Soo-Young Lee,
Korea Advanced Institute of Science and Technology, Korea


Title: Learning discriminative features from subtle differences for efficient classification

 

Abstract: Standard unsupervised feature extraction algorithms such as PCA, ICA (Independent Component Analysis), and NMF (Non-negative Matrix Factorization) are optimized for minimizing reconstruction error, and usually extract the primary information. In many classification applications one needs features optimized for the discrimination capability of the specific task. Here we report two supervised learning algorithms, i.e., (1) feature extraction algorithm based on maximizing discriminative performance, and (2) feature adaptation algorithm based on error backpropagation. Although both algorithms aim to maximize classification performance, the former is designed as an independent feature extractor while the feature extractor is regarded as a part of multi-layer classifiers in the latter. The algorithms are applied to several classification tasks such as emotion recognition from speeches and text classification. Since the primary information in speeches is linguistic and emotional information is at most secondary, the extraction of discriminative features from the subtle differences is essential.

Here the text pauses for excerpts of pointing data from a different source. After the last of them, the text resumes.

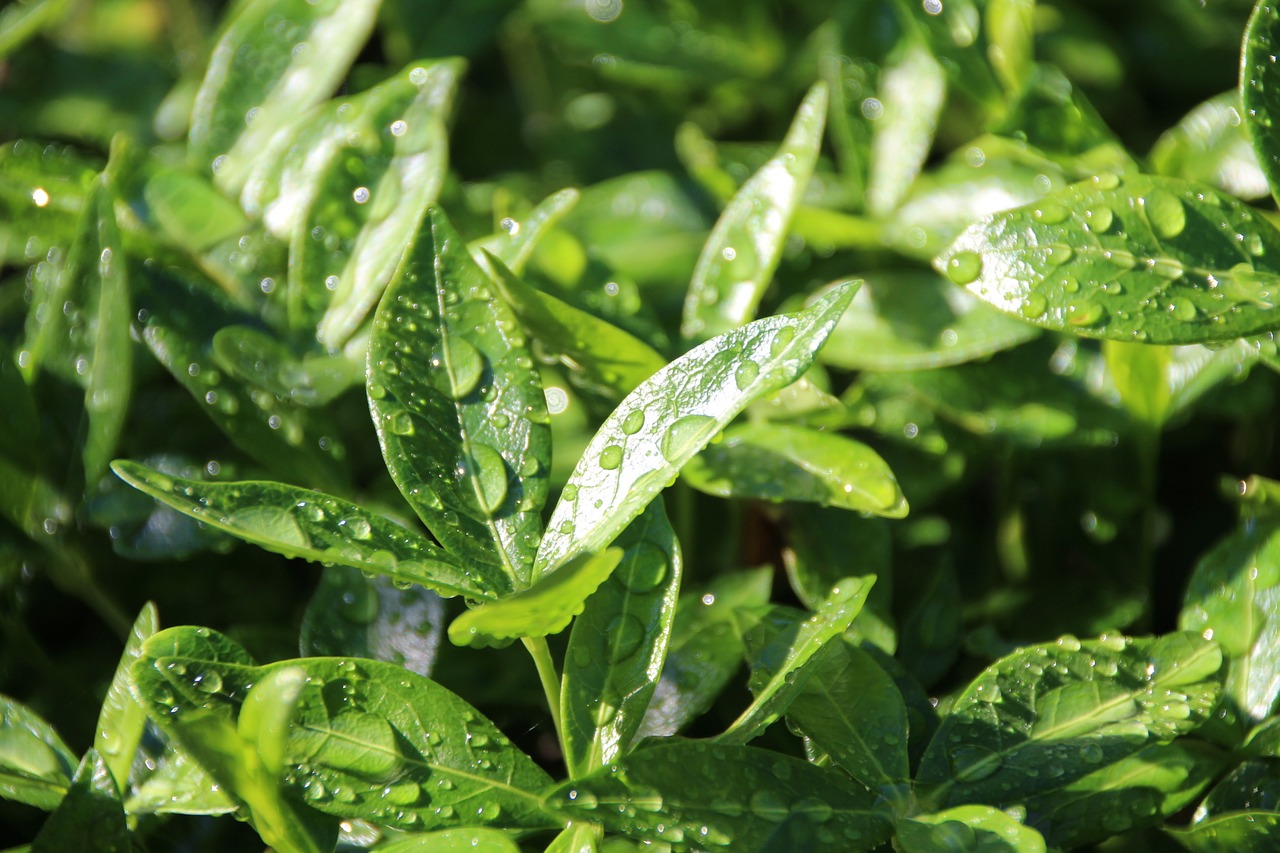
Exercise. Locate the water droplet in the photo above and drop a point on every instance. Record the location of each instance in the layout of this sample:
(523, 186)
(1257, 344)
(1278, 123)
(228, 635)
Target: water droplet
(964, 267)
(611, 457)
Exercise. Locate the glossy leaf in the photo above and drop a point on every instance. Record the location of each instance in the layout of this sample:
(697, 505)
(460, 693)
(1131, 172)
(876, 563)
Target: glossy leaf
(1260, 87)
(1234, 597)
(396, 749)
(607, 356)
(1211, 145)
(781, 463)
(704, 651)
(458, 406)
(967, 828)
(744, 247)
(274, 60)
(90, 817)
(122, 720)
(357, 616)
(722, 797)
(618, 644)
(778, 673)
(915, 320)
(312, 525)
(1155, 260)
(850, 708)
(639, 448)
(36, 766)
(1048, 715)
(545, 607)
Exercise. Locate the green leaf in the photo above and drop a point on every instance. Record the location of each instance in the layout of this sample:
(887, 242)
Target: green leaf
(720, 796)
(1234, 597)
(1260, 87)
(704, 651)
(1045, 716)
(36, 766)
(744, 247)
(914, 320)
(618, 644)
(458, 406)
(122, 720)
(312, 525)
(545, 607)
(273, 62)
(778, 673)
(781, 463)
(1141, 259)
(604, 355)
(369, 740)
(90, 817)
(640, 447)
(357, 616)
(850, 707)
(1211, 145)
(967, 828)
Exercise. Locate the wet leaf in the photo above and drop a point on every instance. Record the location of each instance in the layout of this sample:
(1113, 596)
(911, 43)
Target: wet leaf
(273, 62)
(618, 644)
(1139, 259)
(458, 406)
(1234, 597)
(722, 797)
(312, 525)
(781, 463)
(744, 247)
(369, 740)
(671, 416)
(36, 767)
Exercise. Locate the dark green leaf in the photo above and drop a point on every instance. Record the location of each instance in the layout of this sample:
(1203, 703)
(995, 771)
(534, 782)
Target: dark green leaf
(618, 644)
(312, 525)
(36, 766)
(458, 406)
(780, 463)
(639, 448)
(1046, 716)
(720, 796)
(744, 247)
(1139, 259)
(90, 817)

Bio Sketch: Soo-Young Lee received B.S., M.S., and Ph.D. degrees from Seoul National University in 1975, Korea Advanced Institute of Science in 1977, and Polytechnic Institute of New York in 1984, respectively. After working for industries in Korea (1982-1985) and US (1980-1985), he joined the Department of Electrical Engineering, Korea Advanced Institute of Science and Technology, and now is a Full Professor at the Department of Bio & Brain Engineering and also Department of Electrical Engineering and Computer Science. From June 2008 to June 2009 he also worked for Mathematical Neuroscience Laboratory at RIKEN Brain science Institute for his sabbatical leave. In 1997 he established Brain Science Research Center, which is the main research organization for the Korean Brain Neuroinformatics Research Program. The research program is one of the Korean Brain Research Promotion Initiatives sponsored by Korean Ministry of Science and Technology from 1998 to 2008, and currently about 35 Ph.D. researchers have joined the research program from many Korean universities. He is a Past-President of Asia-Pacific Neural Network Assembly. He received Leadership Award and Presidential Award from International Neural Network Society in 1994 and 2001, respectively, and APPNA (Asia-Pacific Neural Network Assembly) Excellent Service Award in 2004 His research interests have resided in artificial brain, the human-like intelligent Systems based on biological information processing mechanism in our brain. He has worked on the auditory models from the cochlea to the auditory cortex for noisy speech processing, information-theoretic binaural processing models for sound localization and speech enhancement, the unsupervised pro-active developmental models of human knowledge with multi-modal man-machine interactions, and the top-down selective attention models for superimposed pattern recognitions. Especially, he is interested in combining computational neuroscience and information theory, of which examples are Independent Component Analysis for blind signal separation and discriminant feature extraction, and also top-down attention for robust classification. His research scope covers the mathematical models, neuromorphic chips, and real-world applications.